逆散乱法である。やってみるとすぐに成果を得たが、広田良吾先生の発明した双線型法の方がしっくりした。調べてみるとこの方法でFredholm行列式の形の一般解が求められることがわかった。1979年のことである。その後、佐藤幹夫先生とそのグループが双線型方程式はソリトン解全体がなすグラスマン多様体のプリュッカー座標であることを示し、ソリトン方程式は無限次元リー環によって分類できることがわかった。私の解はA型リー環の一般解となっていることがわかった。天才数学者によって、一夜にしてソリトンの全貌が解明されてしまった。そこで学位を取った後は代数構造のない非線形方程式の厳密解を求めることに方向転換することにした。要は天才が一夜で全貌を明らかにできないような分野を目指したのである。代数構造がないので数値計算に頼ることになるが、厳密解析を行いたいので、計算機の誤差を全て正しく把握した上で計算機で解を構成しなくてはならない。天才フォンノイマンが数値計算の誤差は簡単には把握できないといったこともあり、本流の数値計算の学者は数値計算の誤差を把握していなくても論文が書けた。しかし、厳密解を求めたい演者にはそれでは意味がない。そこで数値計算の誤差を把握し、しかも難しい方程式が解けるためには効率的な方法がないといけない。10年ぐらい模索すると、ある日、コロンブスの卵のような方法を思いついた。行列単位の区間演算法である。これを使って、数値計算の体系を書き直した。

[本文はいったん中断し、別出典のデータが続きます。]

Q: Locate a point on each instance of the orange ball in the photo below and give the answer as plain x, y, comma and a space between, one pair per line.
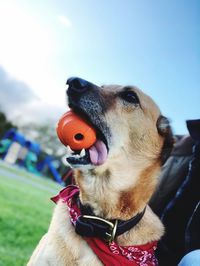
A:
75, 132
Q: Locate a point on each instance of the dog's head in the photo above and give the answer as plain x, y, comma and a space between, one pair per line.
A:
128, 123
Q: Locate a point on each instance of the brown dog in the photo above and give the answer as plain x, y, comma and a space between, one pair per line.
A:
116, 178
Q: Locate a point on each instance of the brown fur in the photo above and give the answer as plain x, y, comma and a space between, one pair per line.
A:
118, 189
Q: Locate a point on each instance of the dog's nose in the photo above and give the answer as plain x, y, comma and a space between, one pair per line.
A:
78, 84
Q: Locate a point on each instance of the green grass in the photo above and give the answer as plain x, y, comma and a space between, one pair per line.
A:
25, 213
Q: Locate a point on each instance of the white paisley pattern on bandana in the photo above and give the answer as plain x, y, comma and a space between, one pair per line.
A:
132, 253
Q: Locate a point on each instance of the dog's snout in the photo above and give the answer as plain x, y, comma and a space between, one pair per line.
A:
78, 84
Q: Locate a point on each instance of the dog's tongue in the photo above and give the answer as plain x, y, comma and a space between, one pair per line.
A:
98, 153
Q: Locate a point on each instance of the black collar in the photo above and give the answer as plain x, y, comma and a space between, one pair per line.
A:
89, 225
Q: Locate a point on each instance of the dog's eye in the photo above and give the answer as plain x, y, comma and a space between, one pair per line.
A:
130, 97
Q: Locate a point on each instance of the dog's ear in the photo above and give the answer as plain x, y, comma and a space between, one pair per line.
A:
164, 129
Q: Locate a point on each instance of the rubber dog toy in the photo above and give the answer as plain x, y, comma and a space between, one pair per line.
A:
75, 132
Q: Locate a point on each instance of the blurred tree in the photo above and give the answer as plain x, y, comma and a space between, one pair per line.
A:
46, 136
5, 125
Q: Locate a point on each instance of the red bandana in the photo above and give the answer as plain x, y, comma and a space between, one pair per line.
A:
109, 254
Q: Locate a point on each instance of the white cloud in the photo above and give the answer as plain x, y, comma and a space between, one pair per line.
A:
27, 51
65, 21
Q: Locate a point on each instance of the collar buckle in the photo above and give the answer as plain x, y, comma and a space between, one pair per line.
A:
110, 235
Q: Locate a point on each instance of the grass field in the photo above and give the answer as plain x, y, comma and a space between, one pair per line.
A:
25, 212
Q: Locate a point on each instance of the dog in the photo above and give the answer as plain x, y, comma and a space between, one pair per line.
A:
105, 219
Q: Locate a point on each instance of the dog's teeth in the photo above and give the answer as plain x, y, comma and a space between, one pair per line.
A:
82, 153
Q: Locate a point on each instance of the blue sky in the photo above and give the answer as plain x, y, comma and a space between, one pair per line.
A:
154, 45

基本は数ヶ月で出来上がった。さらに色々な問題が解けるように拡張すると25年以上問題が尽きなかった。
こうして35年ほど精度保証付き数値計算の研究に邁進した。学位を取った学生も10名を越え、今やスパコンからパソコンまで数値計算の精度保証が簡単かつ高速に行えるようになった。今は様々な非線形方程式の厳密解を求めて楽しんでいる。エルニーニョの方程式、非線形レーザの方程式、食う食われるの方程式、地震波の方程式など枚挙できないほどである。
本講演では以上のような研究の概要について解説する。
NLS会長夏目季代久先生からの紹介文
大石先生は、1976年に早稲田大学理工学部をご卒業、1981年に同大学大学院で工学博士を取得後、早稲田大学で教授、学部長を歴任されました。またIEICEフェロー始め、紫綬褒章を受賞され、文化功労者にも選ばれるなど、数多くの賞を受賞されています。今年3月に定年退職後も、早稲田大学の栄誉フェロー、名誉教授として精力的に活動されています。 先生の御研究は、いまや日常生活と切っては切り離せないコンピュータの数値計算の計算精度に関するものです。天候予測等、現代社会において数値計算は必要不可欠なものになっています。計算をより正確に計算するためには計算精度が必要になりますが、実際にはどうしても誤差が生じてしまいます。先生はこれまで、そのような誤差を数学的に厳密に評価する数値計算手法について御研究されて来ました。最近では、これまでの御研究を元に、エルニーニョの方程式、地震波の方程式など非線形方程式の厳密解を求められています。セミナーでは先生のこれまでの御研究を概観してご紹介頂ける予定です。数値計算手法は様々な工学分野で用いられている重要な手法の一つです。ご興味のある皆様は、是非ともご参集の程、どうぞ宜しくお願い致します。数多くの分野の研究者の皆様のご聴講をお願い致します。
講師略歴
大石 進一
略歴:
1976年早稲田大学理工学部電子通信学科卒業、1981年早稲田大学大学院理工学研究科修了、工学博士
1980年早稲田大学理工学部助手、1982年同専任講師、1984同助教授、1989年同教授。同大学理工学術院基幹理工学部長、同大学理工学術院長など歴任。紫綬褒章受章、文化功労者に叙せられる。2024年3月定年退職。2024年4月より早稲田大学栄誉フェロー、名誉教授となった。パリ第6大学客員教授など歴任。早稲田大学理工学術院で応用数理学科の設立に尽力した。